Mack Claude Screws v. United States

Citations
  
325 U.S. 91 (more) 65 S. Ct. 1031; 89 L. Ed.2d 1495

Procedural history
  
Certiorari to the United States Court of Appeals for the Fifth Circuit

Majority
  
Douglas, joined by Stone, Black, Reed

Screws v. United States, 325 U.S. 91 (1945), also known as the Screws precedent, was a 1945 Supreme Court case that made it difficult for the federal government to bring prosecutions when local government officials killed African-Americans in an extra judicial manner.

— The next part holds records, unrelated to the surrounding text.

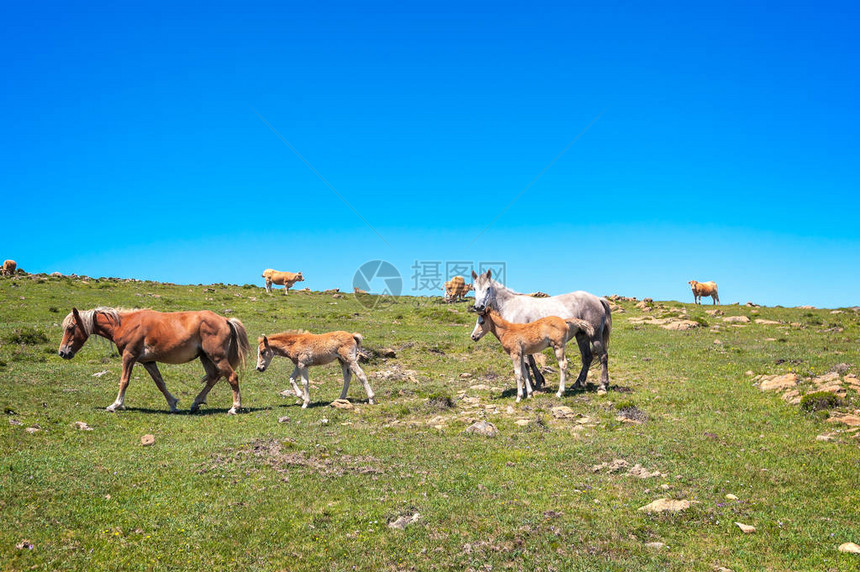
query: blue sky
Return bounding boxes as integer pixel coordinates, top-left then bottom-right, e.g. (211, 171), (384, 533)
(0, 1), (860, 307)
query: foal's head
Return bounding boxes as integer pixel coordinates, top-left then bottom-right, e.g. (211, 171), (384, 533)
(57, 308), (92, 359)
(472, 312), (490, 342)
(257, 336), (275, 372)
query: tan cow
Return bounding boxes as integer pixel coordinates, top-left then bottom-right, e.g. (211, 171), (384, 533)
(687, 280), (720, 305)
(442, 276), (474, 304)
(263, 268), (305, 295)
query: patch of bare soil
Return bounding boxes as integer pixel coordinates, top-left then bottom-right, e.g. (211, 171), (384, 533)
(198, 439), (385, 477)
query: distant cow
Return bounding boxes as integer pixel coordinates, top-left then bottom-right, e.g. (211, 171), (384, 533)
(688, 280), (720, 305)
(263, 268), (305, 295)
(442, 276), (474, 303)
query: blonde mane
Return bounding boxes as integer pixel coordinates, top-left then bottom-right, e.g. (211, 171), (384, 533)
(63, 306), (134, 336)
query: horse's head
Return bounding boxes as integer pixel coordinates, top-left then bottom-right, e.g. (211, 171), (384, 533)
(472, 270), (496, 312)
(257, 336), (275, 372)
(472, 313), (490, 342)
(57, 308), (90, 359)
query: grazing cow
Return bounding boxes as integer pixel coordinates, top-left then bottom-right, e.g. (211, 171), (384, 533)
(263, 268), (305, 295)
(442, 276), (474, 304)
(59, 306), (251, 415)
(472, 306), (594, 403)
(687, 280), (720, 305)
(257, 330), (373, 409)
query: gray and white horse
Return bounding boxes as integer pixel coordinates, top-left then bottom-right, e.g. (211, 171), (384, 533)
(472, 270), (612, 391)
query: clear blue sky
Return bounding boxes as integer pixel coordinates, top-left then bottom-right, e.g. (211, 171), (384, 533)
(0, 0), (860, 307)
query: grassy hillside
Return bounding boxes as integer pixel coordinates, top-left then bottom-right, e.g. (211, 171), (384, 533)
(0, 276), (860, 571)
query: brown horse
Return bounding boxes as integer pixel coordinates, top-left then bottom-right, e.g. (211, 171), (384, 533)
(257, 330), (374, 409)
(472, 308), (594, 403)
(59, 306), (250, 414)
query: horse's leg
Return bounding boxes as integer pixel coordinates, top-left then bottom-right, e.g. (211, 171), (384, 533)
(349, 358), (376, 405)
(528, 355), (546, 389)
(573, 334), (594, 389)
(511, 353), (523, 403)
(107, 353), (136, 413)
(299, 363), (311, 409)
(190, 354), (221, 413)
(290, 366), (304, 399)
(143, 361), (179, 413)
(553, 344), (567, 397)
(340, 360), (352, 399)
(520, 355), (534, 399)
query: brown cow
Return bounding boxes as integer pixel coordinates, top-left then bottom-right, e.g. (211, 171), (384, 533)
(263, 268), (305, 295)
(687, 280), (720, 305)
(442, 276), (474, 304)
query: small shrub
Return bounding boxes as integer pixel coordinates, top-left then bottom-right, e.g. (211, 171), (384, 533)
(427, 391), (454, 411)
(6, 327), (48, 346)
(800, 391), (842, 411)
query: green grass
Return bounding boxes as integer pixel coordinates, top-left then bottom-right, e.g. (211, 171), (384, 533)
(0, 276), (860, 571)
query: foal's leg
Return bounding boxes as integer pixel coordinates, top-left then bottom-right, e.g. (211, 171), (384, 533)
(340, 361), (352, 399)
(190, 354), (221, 413)
(511, 354), (524, 403)
(290, 366), (304, 399)
(299, 364), (311, 409)
(143, 361), (179, 413)
(553, 344), (567, 398)
(349, 358), (375, 405)
(573, 334), (596, 389)
(520, 356), (534, 399)
(526, 355), (546, 389)
(107, 353), (136, 413)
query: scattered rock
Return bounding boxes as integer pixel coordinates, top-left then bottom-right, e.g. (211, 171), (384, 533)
(388, 512), (421, 530)
(839, 542), (860, 554)
(759, 373), (799, 391)
(591, 459), (630, 473)
(550, 405), (576, 419)
(627, 463), (666, 479)
(463, 421), (499, 437)
(660, 320), (701, 332)
(639, 498), (690, 512)
(735, 522), (755, 534)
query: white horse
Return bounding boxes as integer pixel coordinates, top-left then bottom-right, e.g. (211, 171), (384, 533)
(472, 270), (612, 391)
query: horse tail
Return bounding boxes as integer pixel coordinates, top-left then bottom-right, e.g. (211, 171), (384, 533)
(227, 318), (251, 368)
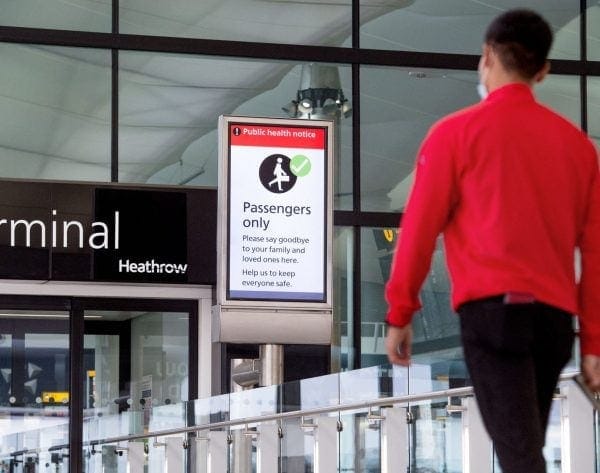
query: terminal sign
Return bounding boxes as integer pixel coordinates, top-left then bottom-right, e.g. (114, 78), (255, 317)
(227, 122), (328, 302)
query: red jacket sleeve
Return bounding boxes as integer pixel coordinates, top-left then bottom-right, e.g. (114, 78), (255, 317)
(385, 126), (457, 327)
(579, 145), (600, 356)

Claude Screws, the sheriff of Baker County, Georgia, arrested Robert "Bobby" Hall, an African-American, on January 23, 1942. Hall had allegedly stolen a tire, and was alleged to have tried to fight back against Screws and two of his deputies during the arrest. Hall was arrested at his home. Screws then beat Hall to death.

The local U.S. attorney then convened a grand jury which indicted Screws on charges of violating Hall's civil rights. Screws was then convicted at the federal court house in Albany, Georgia. The conviction was upheld by the Circuit Court and then appealed to the Supreme Court. While the case was moving through the courts Screws was reelected as sheriff by a very wide margin.

The Supreme Court, in a decision authored by William O. Douglas ruled that the federal government had not shown that Screws had the intention of violating Hall's civil rights when he killed him. This ruling greatly reduced the frequency with which federal civil rights cases were brought over the next few years.